Book authors, such as anthropologist Thomas Blom Hansen, have said that Naik’s missionary activities and his style of memorizing the Quran, the Muslim holy book, may have endeared him to his followers.

“That he is medical doctor and scientist who can recite by memory both the Koran and Hadiths (commentaries and interpretations of the Koran) in Arabic, Urdu and English and travels to America and Europe to debate Islam with theologians has made Naik quite a star in Central Mumbai,” Hansen wrote in his book, “Wages of Violence.”

But several powerful politicians have slammed Naik, including Indian Prime Minister Narendra Modi, who said in a campaign speech in May that the preacher’s words “have triggered blasts in Sri Lanka,” referring to the April 21 suicide bombings at three churches and three luxury hotels in Colombo in which 259 people were killed.

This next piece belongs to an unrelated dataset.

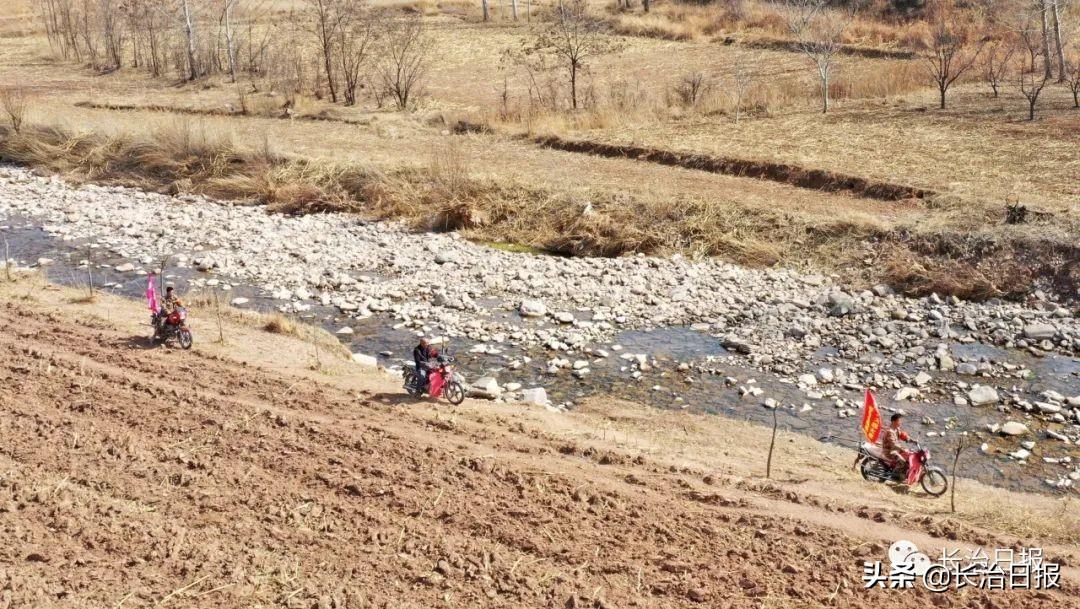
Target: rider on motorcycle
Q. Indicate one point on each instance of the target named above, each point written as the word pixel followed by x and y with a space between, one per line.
pixel 890 443
pixel 171 302
pixel 424 356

“No one is above the law. Certainly not citizens, much less a permanent resident, even one as respected for his knowledge as Zakir,” Malaysia’s Home Minister Muhyiddin Yassin told reporters this week, underscoring that the preacher’s statements had caused “discomfort.”

‘Unacceptable behavior’

In June 2010, Naik was denied entry into the United Kingdom and Canada, where he was to give a series of lectures.

“Numerous comments made by Dr. Naik are evidence to me of his unacceptable behavior,” Theresa May, then the U.K. home secretary, told reporters.

Three years later, Malaysia bestowed him the “Maal Hijrah” award in appreciation of his contribution to the development of Islam and in 2015, Saudi King Salman bin Abdul Aziz presented Naik with the “2015 King Faisal International Prize for Service to Islam.”

On July 31, 2008, in one of his most controversial remarks captured on TV, Naik said the Sept. 11 terror attacks in the United States were “done by George Bush himself.”

During a televised open forum that followed his sermon, Naik was asked whether he viewed the slain al-Qaeda leader Osama bin Laden as a terrorist.

“If he is fighting enemies of Islam, I am for him. I don’t know him personally,” Naik replied. “If he is terrorizing America, the biggest terrorist, I am with him. Every Muslim should be a terrorist. The thing is that if he is terrorizing a terrorist, he is following Islam.”

Abdul Rahman Othman, an Islamic scholar in Malaysia’s Pahang state, told BenarNews that Naik’s expulsion could lead to anger among his Muslim followers.

“We have to go back to the law and everyone has to understand the role of a preacher who preaches in an Islamic country,” he said. “Muslims have the right to propagate and explain Islamic teaching.”

Nani Yusof in Washington contributed to this report.